Systemic Iron Overload in Patients Undergoing Allogeneic Stem Cell Transplantation – a Magnetic Resonance Imaging Based Study in 81 AML and MDS Patients

Abstract 489

Systemic iron overload (SIO) can be frequently encountered in AML and MDS patients (pts) and predominately occurs as a consequence of recurrent red blood cell transfusions (RBC). SIO has been associated with an increased risk for infectious complications and acute graft-versus-host disease (aGvHD) as well as with excessive early non-relapse mortality (NRM) after allogeneic stem cell transplantation (allo-SCT). However, most of these studies relied on surrogate markers like ferritin and transfusion burden, which might be interference prone in this patient population. Consequently, the prognostic impact of these parameters is under considerable debate and a variety of different thresholds for risk stratification have been proposed. Studies using improved and objective assessments of SIO like magnetic resonance imaging (MRI) are rare and limited in patient number. We aimed at determining prospectively the influence of SIO as quantified by MRI on post-transplant outcome in a large cohort of AML and MDS patients undergoing allo-SCT.

From 2009 on, MRI-based assessment of liver iron content (LIC) according to the methods described by Gandon (Lancet 2004) and Rose (Eur J Haematol 2006) was routinely performed prior to conditioning in all AML and MDS patients at risk for SIO undergoing allo-SCT at our center. Further, serological parameters of SIO were determined at the same time.
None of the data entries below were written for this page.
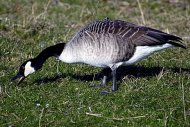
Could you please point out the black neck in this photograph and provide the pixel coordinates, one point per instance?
(54, 50)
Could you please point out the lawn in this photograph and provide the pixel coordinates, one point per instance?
(154, 92)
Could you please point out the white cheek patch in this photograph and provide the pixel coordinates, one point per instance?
(28, 69)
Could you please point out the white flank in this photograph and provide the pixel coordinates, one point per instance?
(28, 69)
(142, 52)
(68, 55)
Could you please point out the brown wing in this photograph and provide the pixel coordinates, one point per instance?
(138, 35)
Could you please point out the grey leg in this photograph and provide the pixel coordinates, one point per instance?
(104, 81)
(114, 84)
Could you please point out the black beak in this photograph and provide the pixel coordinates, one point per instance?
(18, 77)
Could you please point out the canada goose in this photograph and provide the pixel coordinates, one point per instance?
(107, 44)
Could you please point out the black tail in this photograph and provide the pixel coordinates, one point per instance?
(167, 38)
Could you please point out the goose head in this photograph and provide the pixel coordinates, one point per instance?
(27, 68)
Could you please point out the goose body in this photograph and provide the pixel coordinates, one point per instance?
(108, 44)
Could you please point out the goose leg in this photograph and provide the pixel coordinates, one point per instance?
(104, 80)
(114, 84)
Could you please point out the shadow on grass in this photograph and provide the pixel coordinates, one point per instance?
(130, 71)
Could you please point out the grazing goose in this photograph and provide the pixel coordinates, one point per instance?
(107, 44)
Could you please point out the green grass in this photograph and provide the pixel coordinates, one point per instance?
(154, 92)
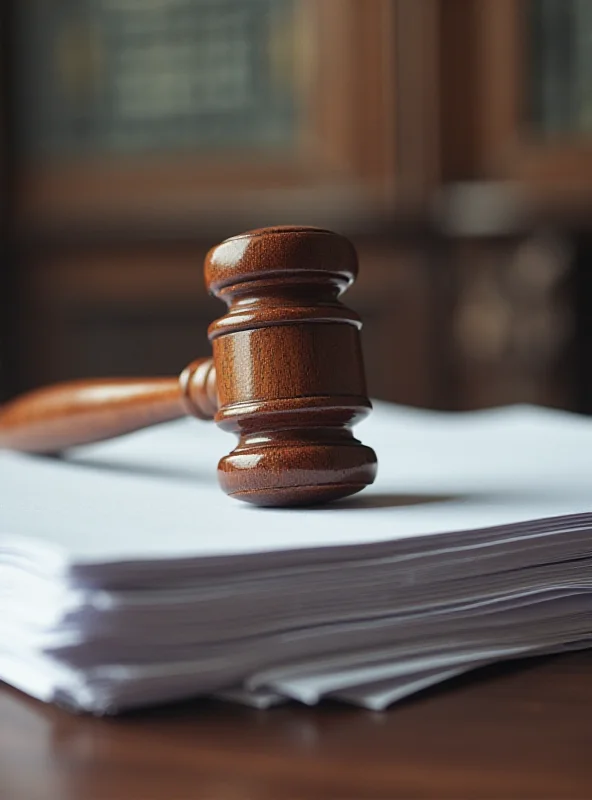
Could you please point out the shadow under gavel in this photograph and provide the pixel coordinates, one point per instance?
(286, 376)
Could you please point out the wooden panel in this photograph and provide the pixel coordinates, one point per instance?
(510, 145)
(140, 312)
(343, 152)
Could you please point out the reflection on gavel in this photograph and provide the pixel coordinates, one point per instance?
(286, 376)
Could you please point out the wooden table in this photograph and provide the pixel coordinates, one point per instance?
(522, 730)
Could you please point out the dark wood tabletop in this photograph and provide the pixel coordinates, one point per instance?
(521, 730)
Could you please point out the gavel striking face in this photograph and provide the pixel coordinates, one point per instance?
(286, 377)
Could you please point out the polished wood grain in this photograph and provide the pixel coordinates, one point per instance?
(287, 376)
(516, 731)
(54, 418)
(289, 364)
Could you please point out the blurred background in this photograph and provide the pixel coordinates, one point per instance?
(451, 140)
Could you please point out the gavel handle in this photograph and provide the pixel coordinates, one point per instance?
(57, 417)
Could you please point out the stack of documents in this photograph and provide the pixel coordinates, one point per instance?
(127, 578)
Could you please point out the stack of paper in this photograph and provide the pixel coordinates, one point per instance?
(128, 578)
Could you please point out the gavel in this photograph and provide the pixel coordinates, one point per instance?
(286, 376)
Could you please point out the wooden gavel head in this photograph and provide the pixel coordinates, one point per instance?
(287, 377)
(288, 361)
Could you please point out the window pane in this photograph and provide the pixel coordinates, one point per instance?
(132, 76)
(561, 75)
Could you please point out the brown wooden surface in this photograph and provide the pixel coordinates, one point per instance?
(289, 367)
(517, 731)
(54, 418)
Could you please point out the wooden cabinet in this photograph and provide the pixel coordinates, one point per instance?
(451, 139)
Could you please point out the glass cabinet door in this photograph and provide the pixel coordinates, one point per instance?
(105, 77)
(560, 67)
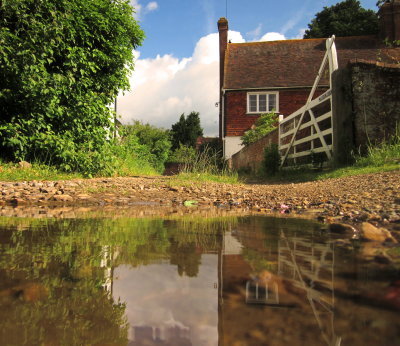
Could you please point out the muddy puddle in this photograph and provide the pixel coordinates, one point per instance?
(190, 280)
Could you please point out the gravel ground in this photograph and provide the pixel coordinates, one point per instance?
(371, 197)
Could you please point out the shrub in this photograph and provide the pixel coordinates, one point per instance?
(148, 143)
(62, 63)
(272, 159)
(263, 125)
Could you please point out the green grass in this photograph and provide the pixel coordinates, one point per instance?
(194, 177)
(11, 172)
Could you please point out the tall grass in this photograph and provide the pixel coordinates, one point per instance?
(208, 165)
(387, 153)
(12, 172)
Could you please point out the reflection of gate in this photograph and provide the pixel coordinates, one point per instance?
(308, 131)
(311, 267)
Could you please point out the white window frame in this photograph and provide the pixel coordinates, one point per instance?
(276, 109)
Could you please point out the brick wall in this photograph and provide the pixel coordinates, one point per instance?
(237, 121)
(251, 156)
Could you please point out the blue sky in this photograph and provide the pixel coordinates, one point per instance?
(177, 65)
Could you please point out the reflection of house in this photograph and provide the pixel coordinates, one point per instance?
(260, 77)
(267, 277)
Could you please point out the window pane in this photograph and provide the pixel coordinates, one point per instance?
(272, 102)
(262, 103)
(253, 103)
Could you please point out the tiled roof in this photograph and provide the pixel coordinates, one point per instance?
(295, 63)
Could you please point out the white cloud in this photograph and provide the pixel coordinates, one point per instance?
(255, 34)
(165, 87)
(151, 6)
(273, 36)
(139, 10)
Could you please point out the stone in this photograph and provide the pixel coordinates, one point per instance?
(371, 233)
(342, 228)
(62, 198)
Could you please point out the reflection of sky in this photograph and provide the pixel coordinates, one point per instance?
(156, 296)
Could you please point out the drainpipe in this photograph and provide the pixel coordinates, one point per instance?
(222, 121)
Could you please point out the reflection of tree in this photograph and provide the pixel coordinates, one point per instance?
(53, 273)
(53, 296)
(185, 257)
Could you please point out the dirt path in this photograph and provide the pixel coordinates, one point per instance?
(372, 197)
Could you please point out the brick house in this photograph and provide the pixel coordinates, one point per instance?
(259, 77)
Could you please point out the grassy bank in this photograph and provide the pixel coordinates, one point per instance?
(381, 158)
(207, 167)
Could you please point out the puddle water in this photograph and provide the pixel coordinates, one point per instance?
(246, 280)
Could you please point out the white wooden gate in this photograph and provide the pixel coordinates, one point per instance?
(308, 131)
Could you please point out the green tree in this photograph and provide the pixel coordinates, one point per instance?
(186, 130)
(263, 125)
(346, 18)
(150, 142)
(62, 63)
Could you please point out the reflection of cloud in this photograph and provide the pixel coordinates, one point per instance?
(157, 296)
(165, 87)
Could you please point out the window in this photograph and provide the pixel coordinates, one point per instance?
(262, 102)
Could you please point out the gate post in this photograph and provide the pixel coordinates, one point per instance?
(342, 117)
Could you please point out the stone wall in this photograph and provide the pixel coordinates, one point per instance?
(366, 98)
(251, 156)
(366, 110)
(376, 101)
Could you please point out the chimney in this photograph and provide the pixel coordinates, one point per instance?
(389, 20)
(223, 43)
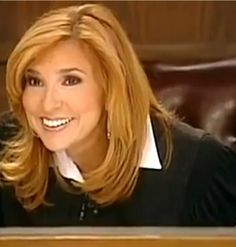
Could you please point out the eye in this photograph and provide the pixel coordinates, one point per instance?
(33, 81)
(71, 80)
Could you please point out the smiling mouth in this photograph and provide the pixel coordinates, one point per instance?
(55, 123)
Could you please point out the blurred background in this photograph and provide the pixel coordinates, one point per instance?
(161, 31)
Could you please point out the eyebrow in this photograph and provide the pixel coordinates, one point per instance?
(61, 71)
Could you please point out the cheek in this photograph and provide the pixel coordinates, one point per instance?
(29, 103)
(86, 101)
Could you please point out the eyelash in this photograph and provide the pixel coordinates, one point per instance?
(71, 80)
(68, 81)
(33, 81)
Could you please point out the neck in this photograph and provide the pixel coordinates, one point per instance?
(89, 155)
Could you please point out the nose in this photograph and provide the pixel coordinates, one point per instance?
(51, 100)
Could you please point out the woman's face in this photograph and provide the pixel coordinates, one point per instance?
(62, 101)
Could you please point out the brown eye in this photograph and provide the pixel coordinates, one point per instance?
(71, 80)
(33, 81)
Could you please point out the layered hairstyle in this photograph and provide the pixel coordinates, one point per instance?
(128, 98)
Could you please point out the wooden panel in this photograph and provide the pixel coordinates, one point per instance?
(162, 30)
(118, 237)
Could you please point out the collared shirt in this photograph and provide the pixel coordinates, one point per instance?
(149, 160)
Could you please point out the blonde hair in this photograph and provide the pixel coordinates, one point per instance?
(129, 101)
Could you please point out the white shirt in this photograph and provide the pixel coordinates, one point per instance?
(150, 158)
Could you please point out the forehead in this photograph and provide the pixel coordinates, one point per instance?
(67, 53)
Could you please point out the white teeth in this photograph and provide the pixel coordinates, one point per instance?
(55, 123)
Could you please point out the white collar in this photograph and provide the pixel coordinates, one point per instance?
(150, 159)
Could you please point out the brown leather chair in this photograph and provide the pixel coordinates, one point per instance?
(203, 95)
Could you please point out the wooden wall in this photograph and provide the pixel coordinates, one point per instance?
(165, 31)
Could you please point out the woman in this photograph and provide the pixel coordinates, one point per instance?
(94, 147)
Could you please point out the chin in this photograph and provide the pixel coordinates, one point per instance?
(54, 146)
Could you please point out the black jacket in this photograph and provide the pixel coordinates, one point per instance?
(197, 189)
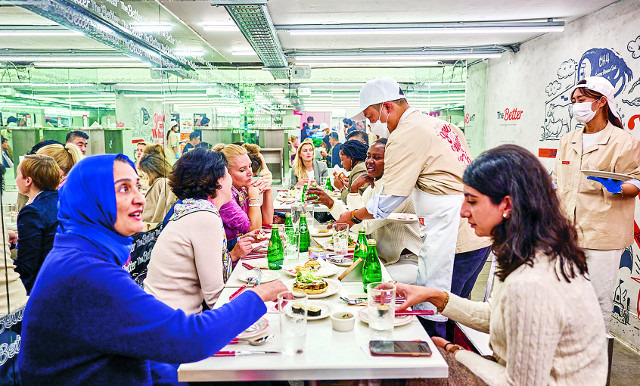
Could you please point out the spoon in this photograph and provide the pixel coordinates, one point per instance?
(253, 342)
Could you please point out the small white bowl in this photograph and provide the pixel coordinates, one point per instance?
(343, 320)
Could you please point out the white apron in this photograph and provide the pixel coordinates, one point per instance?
(439, 217)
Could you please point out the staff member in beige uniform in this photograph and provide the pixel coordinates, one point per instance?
(602, 209)
(425, 157)
(172, 144)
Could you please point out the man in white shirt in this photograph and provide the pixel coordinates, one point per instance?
(425, 158)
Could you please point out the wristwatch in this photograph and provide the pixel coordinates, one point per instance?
(354, 219)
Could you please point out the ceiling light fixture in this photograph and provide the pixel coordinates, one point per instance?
(153, 28)
(376, 64)
(423, 31)
(22, 33)
(91, 65)
(220, 28)
(481, 27)
(247, 52)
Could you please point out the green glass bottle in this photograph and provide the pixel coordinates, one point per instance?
(303, 197)
(361, 250)
(328, 186)
(305, 238)
(312, 196)
(371, 270)
(275, 252)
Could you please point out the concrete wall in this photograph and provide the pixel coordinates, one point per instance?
(534, 86)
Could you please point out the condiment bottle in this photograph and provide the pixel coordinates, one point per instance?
(371, 270)
(275, 252)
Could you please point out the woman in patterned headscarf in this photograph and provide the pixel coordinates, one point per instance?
(184, 269)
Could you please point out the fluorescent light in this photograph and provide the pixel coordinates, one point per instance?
(189, 53)
(220, 28)
(45, 58)
(153, 28)
(89, 65)
(243, 52)
(425, 31)
(40, 33)
(385, 57)
(376, 64)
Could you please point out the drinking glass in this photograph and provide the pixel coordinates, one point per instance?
(291, 245)
(292, 307)
(323, 182)
(11, 216)
(382, 307)
(296, 210)
(341, 238)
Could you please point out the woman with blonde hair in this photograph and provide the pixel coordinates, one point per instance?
(159, 197)
(38, 177)
(244, 212)
(258, 164)
(305, 168)
(65, 156)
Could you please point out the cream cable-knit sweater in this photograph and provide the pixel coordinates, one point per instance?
(542, 330)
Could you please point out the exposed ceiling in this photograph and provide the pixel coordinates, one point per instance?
(372, 32)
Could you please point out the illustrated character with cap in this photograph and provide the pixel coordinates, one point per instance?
(602, 208)
(172, 145)
(425, 158)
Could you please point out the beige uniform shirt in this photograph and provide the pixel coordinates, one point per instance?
(604, 220)
(429, 154)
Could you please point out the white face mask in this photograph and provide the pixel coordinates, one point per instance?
(380, 128)
(582, 111)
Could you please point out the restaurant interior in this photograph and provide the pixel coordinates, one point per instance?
(253, 70)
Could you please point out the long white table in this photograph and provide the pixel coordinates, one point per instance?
(328, 354)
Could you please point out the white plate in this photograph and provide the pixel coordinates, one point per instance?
(341, 261)
(334, 287)
(267, 276)
(403, 217)
(398, 320)
(325, 309)
(256, 329)
(315, 232)
(326, 269)
(601, 174)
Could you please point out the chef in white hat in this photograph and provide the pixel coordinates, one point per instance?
(600, 203)
(425, 158)
(172, 144)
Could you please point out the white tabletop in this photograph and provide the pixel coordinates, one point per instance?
(239, 271)
(328, 354)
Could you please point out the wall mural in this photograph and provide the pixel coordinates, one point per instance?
(619, 68)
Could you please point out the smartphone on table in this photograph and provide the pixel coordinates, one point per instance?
(402, 348)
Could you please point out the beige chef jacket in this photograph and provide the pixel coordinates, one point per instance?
(429, 154)
(604, 220)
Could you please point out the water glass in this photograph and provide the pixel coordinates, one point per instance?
(381, 311)
(292, 307)
(341, 238)
(296, 210)
(291, 245)
(10, 212)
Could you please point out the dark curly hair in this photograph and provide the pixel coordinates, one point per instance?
(536, 223)
(196, 174)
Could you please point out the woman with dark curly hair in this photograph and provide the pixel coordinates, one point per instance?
(543, 318)
(190, 263)
(352, 155)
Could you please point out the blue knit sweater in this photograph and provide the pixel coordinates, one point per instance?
(87, 322)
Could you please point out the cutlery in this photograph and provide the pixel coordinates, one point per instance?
(254, 342)
(416, 312)
(241, 353)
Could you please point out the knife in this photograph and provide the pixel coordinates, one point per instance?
(241, 353)
(416, 312)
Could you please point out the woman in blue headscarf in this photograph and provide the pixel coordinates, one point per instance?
(87, 321)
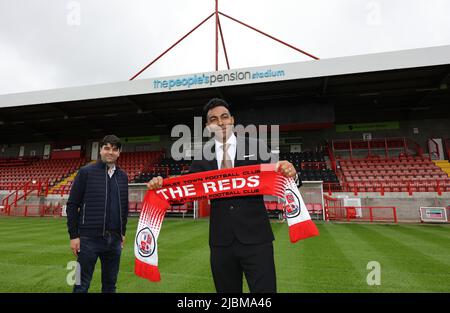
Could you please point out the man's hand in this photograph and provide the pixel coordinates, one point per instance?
(155, 183)
(285, 168)
(75, 246)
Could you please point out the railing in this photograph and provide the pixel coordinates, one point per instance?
(332, 157)
(432, 142)
(35, 210)
(26, 189)
(383, 186)
(447, 147)
(362, 214)
(384, 144)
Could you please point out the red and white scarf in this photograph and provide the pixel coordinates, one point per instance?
(232, 182)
Post-transplant outcome including the occurrence and extent of GVHD as well as NRM were correlated with variables of SIO. Categorial variables were assessed using Fisher's excact test, while competing events statistics was used to compare cumulative incidences of NRM and aGvHD. Correlations are reported as Spearmans rank correlation coefficient (r).

Over a period of 30 months 59 AML- and 22 MDS patients with a median age of 57 years were prospectively screened with liver MRI. Median LIC was 140 μmol/g (range: 40 – 350 μmol/g). Ferritin was elevated in all patients with a median of 2204 ng/ml (range: 305 – 45049 ng/ml) and patients had received a median of 24 units of packed red blood cells (RBC, range: 4 – 127).

There was a strong positive correlation between transfusion burden and LIC (r = 0.702, p<0.001) as well as between ferritin and LIC (r = 0.594, p < 0.001). A threshold of 20 or more RBC, which is widely accepted as a good marker for SIO, was found to predict an elevated LIC (>=125 μmol/l) with a sensitivity and specificity of 70.0 % and 81.8 %, respectively. Contrasting, the commonly used criterion of ferritin above 1000 ng/ml albeit, being very sensitive (95.5%), provided only very poor specificity (27.0%). Increasing the ferritin threshold to 2500 ng/ml, a level known to correlate with increased NRM, lead to increased specificity 81.1% at the price of moderately reduced sensitivity (63.6%).

None of the three SIO parameters was associated with an increased risk of aGvHD or infections after allo-SCT, while preexisting aspergillosis was more common in iron overloaded patients (LIC >= 125 μmol/g: 33.3% vs. 0.0 %, p <0.001; RBC >=20: 27.1 vs. 3.4%, p = 0.013; Ferritin >= 1000 ng/ml: 21.2% vs. 0.0 %, p = 0.199). A moderate correlation between LIC (r = 0.494, p < 0.001) as well as transfusion burden (r = 0.478, p < 0.001) and the time between diagnosis and allo-SCT was noted, while ferritin was not associated with that parameter. Interestingly, both transfusion burden (r = 0.248, p = 0.026) and ferritin (r = 0.329, p = 0.003) but not LIC showed a weak but significant correlation with hematopoietic transplantation comorbidity scores.

Regarding NRM we were able to show only a modest trend for transfusion burden of 20 or more RBC as a predictor for an adverse prognosis (100 day CI of NRM: 26.2% vs. 7.7%, p = 0.080). Furthermore, ferritin above 2500 ng/ml (CI: 26.0 vs. 13.4%; p = 0.231) did not correlate with NRM. In contrast, an LIC of 125 μmol/g or more, which is known to be associated with organ toxicity in thalassemia patients, predicted for a significantly increased risk of NRM (CI: 30.8 % vs. 6.3%; p = 0.016). Multivariate analysis confirmed LIC but not transfusion burden or ferritin as an independent risk factor for an increased NRM (HR 1.007 for every 1 μmol/g increase, p = 0.022).

We conclude that systemic iron overload is an independent negative prognostic factor for post-transplant outcome in AML and MDS patients but definition of SIO should be based on reliable parameters like MRI- measured LIC.